Model: "sequential_5"
_________________________________________________________________
 Layer (type)                Output Shape              Param #   
 embedding_1 (Embedding)     (None, 21, 256)           51456     
                                                                 
 gru_4 (GRU)                 (None, 21, 256)           394752    
                                                                 
 time_distributed_8 (TimeDis  (None, 21, 1024)         263168    
 tributed)                                                       
                                                                 
 dropout_4 (Dropout)         (None, 21, 1024)          0         
                                                                 
 time_distributed_9 (TimeDis  (None, 21, 346)          354650    
 tributed)                                                       
                                                                 
Total params: 1,064,026
Trainable params: 1,064,026
No

In [22]:
# Print prediction(s)
print("Prediction:")
print(logits_to_text(embed_rnn_model.predict(tmp_x[:1])[0], french_tokenizer))

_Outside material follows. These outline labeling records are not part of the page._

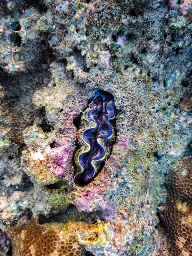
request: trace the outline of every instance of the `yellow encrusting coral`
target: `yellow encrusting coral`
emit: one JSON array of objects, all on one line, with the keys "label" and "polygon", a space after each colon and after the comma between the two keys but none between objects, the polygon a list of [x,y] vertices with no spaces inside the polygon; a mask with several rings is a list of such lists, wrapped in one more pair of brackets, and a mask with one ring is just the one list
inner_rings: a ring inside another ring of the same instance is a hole
[{"label": "yellow encrusting coral", "polygon": [[[73,221],[40,224],[32,218],[7,227],[6,232],[13,256],[84,256],[85,250],[99,256],[114,251],[113,230],[109,222],[99,220],[93,224]],[[114,251],[111,255],[117,255]]]},{"label": "yellow encrusting coral", "polygon": [[192,157],[178,161],[169,172],[167,208],[164,216],[171,256],[192,255]]}]

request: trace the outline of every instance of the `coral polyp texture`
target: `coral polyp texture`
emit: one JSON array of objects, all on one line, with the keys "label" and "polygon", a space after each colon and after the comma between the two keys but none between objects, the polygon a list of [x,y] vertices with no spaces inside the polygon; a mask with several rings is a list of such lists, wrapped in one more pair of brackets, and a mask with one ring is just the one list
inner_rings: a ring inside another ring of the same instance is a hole
[{"label": "coral polyp texture", "polygon": [[116,114],[113,99],[110,93],[101,90],[96,91],[93,99],[96,107],[87,113],[87,119],[93,122],[95,126],[83,132],[82,138],[86,148],[79,149],[75,155],[77,168],[74,180],[79,184],[85,185],[93,178],[99,168],[98,162],[106,157],[107,150],[102,141],[113,136],[113,128],[108,120]]},{"label": "coral polyp texture", "polygon": [[192,255],[192,157],[176,162],[167,179],[167,209],[164,215],[171,256]]},{"label": "coral polyp texture", "polygon": [[180,102],[181,110],[186,112],[192,111],[192,84],[189,84]]},{"label": "coral polyp texture", "polygon": [[6,232],[13,256],[84,256],[85,248],[96,256],[118,253],[113,248],[115,238],[110,224],[100,221],[94,224],[70,221],[40,225],[32,219]]}]

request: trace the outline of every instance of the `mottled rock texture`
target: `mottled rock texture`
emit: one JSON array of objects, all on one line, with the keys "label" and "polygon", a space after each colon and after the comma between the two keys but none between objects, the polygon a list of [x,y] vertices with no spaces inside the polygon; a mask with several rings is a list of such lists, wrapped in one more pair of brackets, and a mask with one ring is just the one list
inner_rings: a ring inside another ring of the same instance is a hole
[{"label": "mottled rock texture", "polygon": [[[1,1],[6,239],[6,227],[26,227],[30,219],[70,223],[69,235],[77,239],[82,225],[103,222],[110,239],[80,243],[86,255],[170,255],[162,226],[165,176],[192,155],[191,12],[185,0]],[[99,173],[79,186],[74,155],[91,127],[84,116],[98,90],[114,96],[115,139]]]}]

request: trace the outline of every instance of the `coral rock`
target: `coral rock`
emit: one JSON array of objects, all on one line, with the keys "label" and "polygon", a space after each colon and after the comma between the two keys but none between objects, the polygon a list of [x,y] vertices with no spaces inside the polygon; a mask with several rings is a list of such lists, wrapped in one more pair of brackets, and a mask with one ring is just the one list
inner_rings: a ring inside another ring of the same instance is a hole
[{"label": "coral rock", "polygon": [[190,84],[183,96],[180,103],[181,110],[186,112],[192,111],[192,84]]}]

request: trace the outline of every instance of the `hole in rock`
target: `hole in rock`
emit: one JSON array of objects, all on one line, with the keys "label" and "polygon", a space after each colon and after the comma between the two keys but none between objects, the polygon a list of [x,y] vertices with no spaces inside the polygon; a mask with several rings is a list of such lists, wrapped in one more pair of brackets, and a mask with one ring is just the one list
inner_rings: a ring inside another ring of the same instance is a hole
[{"label": "hole in rock", "polygon": [[[80,186],[90,183],[102,169],[111,154],[117,135],[116,109],[111,93],[101,90],[96,91],[92,102],[87,107],[89,110],[86,113],[86,121],[81,115],[73,120],[77,130],[80,128],[84,130],[79,134],[82,140],[81,145],[76,142],[73,157],[76,169],[74,181]],[[95,126],[91,120],[96,124]],[[89,127],[90,124],[93,127]],[[83,141],[87,143],[85,148],[82,147]]]},{"label": "hole in rock", "polygon": [[21,44],[21,38],[16,33],[13,33],[9,37],[10,41],[15,46],[20,47]]},{"label": "hole in rock", "polygon": [[46,122],[42,124],[39,125],[38,126],[41,127],[44,132],[51,132],[52,130],[54,130]]},{"label": "hole in rock", "polygon": [[89,224],[95,224],[98,218],[94,215],[85,212],[79,212],[73,204],[69,205],[62,212],[55,214],[50,214],[48,218],[43,215],[38,216],[38,221],[40,224],[50,222],[66,223],[69,221],[84,221]]},{"label": "hole in rock", "polygon": [[87,67],[86,56],[81,55],[81,50],[79,50],[76,47],[75,47],[73,50],[73,53],[78,66],[84,72],[88,73],[90,68]]},{"label": "hole in rock", "polygon": [[43,0],[25,0],[24,4],[34,7],[41,12],[46,12],[48,7],[44,4]]},{"label": "hole in rock", "polygon": [[9,248],[9,250],[7,252],[7,256],[12,256],[12,255],[13,255],[13,248],[12,248],[12,246],[11,246],[11,247]]},{"label": "hole in rock", "polygon": [[51,147],[51,148],[54,148],[57,145],[57,143],[55,141],[53,141],[52,143],[50,143],[49,144],[49,146]]}]

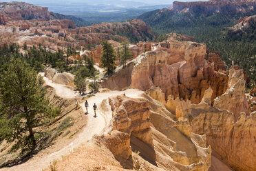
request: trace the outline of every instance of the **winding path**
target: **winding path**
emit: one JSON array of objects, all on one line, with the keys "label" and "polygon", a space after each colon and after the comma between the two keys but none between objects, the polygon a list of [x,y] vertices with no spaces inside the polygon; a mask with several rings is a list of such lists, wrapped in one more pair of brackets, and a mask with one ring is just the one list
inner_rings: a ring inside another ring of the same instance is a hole
[{"label": "winding path", "polygon": [[[44,76],[43,73],[41,74]],[[73,98],[78,97],[78,94],[75,93],[74,91],[67,88],[64,85],[56,84],[52,82],[45,77],[43,77],[45,83],[51,87],[53,87],[56,90],[56,93],[58,96],[63,98]],[[89,103],[88,108],[88,121],[87,124],[85,126],[82,130],[81,130],[78,134],[78,137],[74,139],[66,147],[61,150],[56,151],[50,154],[45,154],[43,157],[34,157],[30,159],[28,161],[18,165],[13,166],[12,168],[6,168],[0,169],[1,171],[41,171],[42,170],[47,168],[50,163],[54,160],[61,159],[62,156],[67,155],[78,148],[82,143],[89,141],[95,134],[100,135],[103,134],[109,125],[111,119],[111,114],[105,114],[104,111],[97,110],[96,118],[94,117],[94,110],[92,106],[94,103],[96,103],[98,106],[100,104],[103,100],[106,99],[111,96],[116,96],[125,93],[127,97],[136,98],[138,97],[143,92],[135,90],[129,89],[125,91],[111,91],[109,92],[98,93],[94,97],[89,98],[87,101]],[[83,110],[85,112],[85,107],[83,103],[81,103],[80,105],[83,108]]]}]

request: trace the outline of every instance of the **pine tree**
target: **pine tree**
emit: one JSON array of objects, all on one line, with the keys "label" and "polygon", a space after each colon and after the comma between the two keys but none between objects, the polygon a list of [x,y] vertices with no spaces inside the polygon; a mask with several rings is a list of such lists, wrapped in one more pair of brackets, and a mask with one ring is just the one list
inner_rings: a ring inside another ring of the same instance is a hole
[{"label": "pine tree", "polygon": [[100,88],[100,85],[99,83],[96,81],[96,78],[94,77],[94,81],[93,82],[91,82],[89,84],[89,88],[93,90],[94,92],[98,92],[98,89]]},{"label": "pine tree", "polygon": [[8,142],[17,141],[17,149],[33,150],[35,134],[40,133],[35,129],[54,117],[41,85],[42,78],[18,59],[11,60],[0,79],[0,137]]},{"label": "pine tree", "polygon": [[114,66],[116,65],[116,55],[112,46],[107,41],[104,41],[102,43],[102,45],[103,46],[103,52],[100,61],[102,66],[103,68],[107,68],[107,73],[109,75],[114,70]]},{"label": "pine tree", "polygon": [[85,78],[89,76],[89,70],[86,67],[82,67],[76,72],[74,83],[80,94],[85,94],[86,90]]},{"label": "pine tree", "polygon": [[128,43],[124,42],[122,44],[122,48],[121,51],[121,63],[122,63],[124,68],[126,68],[127,61],[131,58],[132,54],[129,50]]}]

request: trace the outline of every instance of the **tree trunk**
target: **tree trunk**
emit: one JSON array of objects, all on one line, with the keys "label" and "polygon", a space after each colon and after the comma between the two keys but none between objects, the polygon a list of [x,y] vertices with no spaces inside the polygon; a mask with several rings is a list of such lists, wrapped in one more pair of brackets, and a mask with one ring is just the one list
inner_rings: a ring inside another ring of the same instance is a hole
[{"label": "tree trunk", "polygon": [[33,132],[32,128],[30,125],[30,124],[28,124],[28,126],[29,127],[28,130],[30,132],[30,139],[31,140],[31,141],[32,143],[32,148],[31,150],[33,151],[36,147],[36,139],[34,139],[34,132]]},{"label": "tree trunk", "polygon": [[31,151],[34,151],[34,150],[36,149],[36,139],[34,139],[34,132],[33,132],[33,127],[32,127],[32,123],[31,123],[31,119],[30,118],[30,114],[28,111],[27,107],[24,108],[24,112],[26,114],[27,126],[28,126],[28,132],[30,133],[30,135],[29,135],[28,137],[30,139],[30,141],[31,141],[32,145]]}]

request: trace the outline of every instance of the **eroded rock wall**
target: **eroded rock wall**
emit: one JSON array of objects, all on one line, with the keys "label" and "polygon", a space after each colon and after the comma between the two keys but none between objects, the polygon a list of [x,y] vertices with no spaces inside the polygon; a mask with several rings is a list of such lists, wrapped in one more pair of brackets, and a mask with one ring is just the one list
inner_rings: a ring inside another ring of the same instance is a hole
[{"label": "eroded rock wall", "polygon": [[[166,97],[171,94],[174,99],[189,99],[193,103],[201,101],[210,86],[213,92],[212,103],[226,92],[228,77],[215,71],[214,63],[204,59],[204,44],[183,41],[158,43],[153,47],[154,51],[140,55],[129,63],[132,66],[129,68],[131,73],[127,72],[125,77],[131,82],[125,81],[125,85],[122,83],[118,89],[131,87],[146,90],[152,86],[160,87]],[[121,83],[117,78],[123,75],[122,72],[118,69],[108,79],[111,83],[106,80],[103,87],[116,88],[116,86]]]},{"label": "eroded rock wall", "polygon": [[205,136],[191,133],[187,121],[173,121],[161,103],[146,94],[140,99],[122,95],[107,101],[112,131],[100,139],[125,168],[133,160],[131,150],[147,161],[142,170],[157,167],[154,170],[202,171],[210,167],[211,149]]},{"label": "eroded rock wall", "polygon": [[[206,143],[235,170],[254,170],[256,148],[255,112],[250,114],[244,94],[245,81],[242,70],[229,71],[228,90],[215,99],[209,88],[199,104],[169,96],[164,105],[178,121],[187,119],[191,132],[206,134]],[[152,98],[162,101],[160,88],[147,91]]]}]

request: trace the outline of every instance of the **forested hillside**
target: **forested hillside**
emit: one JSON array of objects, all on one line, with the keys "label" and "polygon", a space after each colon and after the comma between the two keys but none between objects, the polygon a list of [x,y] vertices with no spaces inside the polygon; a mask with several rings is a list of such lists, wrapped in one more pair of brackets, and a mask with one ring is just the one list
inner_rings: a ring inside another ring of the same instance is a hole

print("\nCorrect Translation:")
print(french_sentences[:1])

print("\nOriginal text:")
print(english_sentences[:1])

Prediction:
new jersey est parfois calme en cours de l' automne neigeux neigeux avril avril <PAD> <PAD> <PAD> <PAD> <PAD> <PAD> <PAD>

Correct Translation:
["new jersey est parfois calme pendant l' automne , et il est neigeux en avril ."]

Original text:
['new jersey is sometimes quiet during autumn , and it is snowy in april .']


## Optional Enhancements

This assignment focuses on learning various network architectures for machine translation, but we don't evaluate the models according to best practices by splitting the data into separate test & training sets -- so the model accuracy is overstated. Use the [`sklearn.model_selection.train_test_split()`](http://scikit-learn.org/stable/modules/generated/sklearn.model_selection.train_test_split.html) function to create separate training & test datasets, then retrain each of the models using only the training set and evaluate the prediction accuracy using the hold out test set.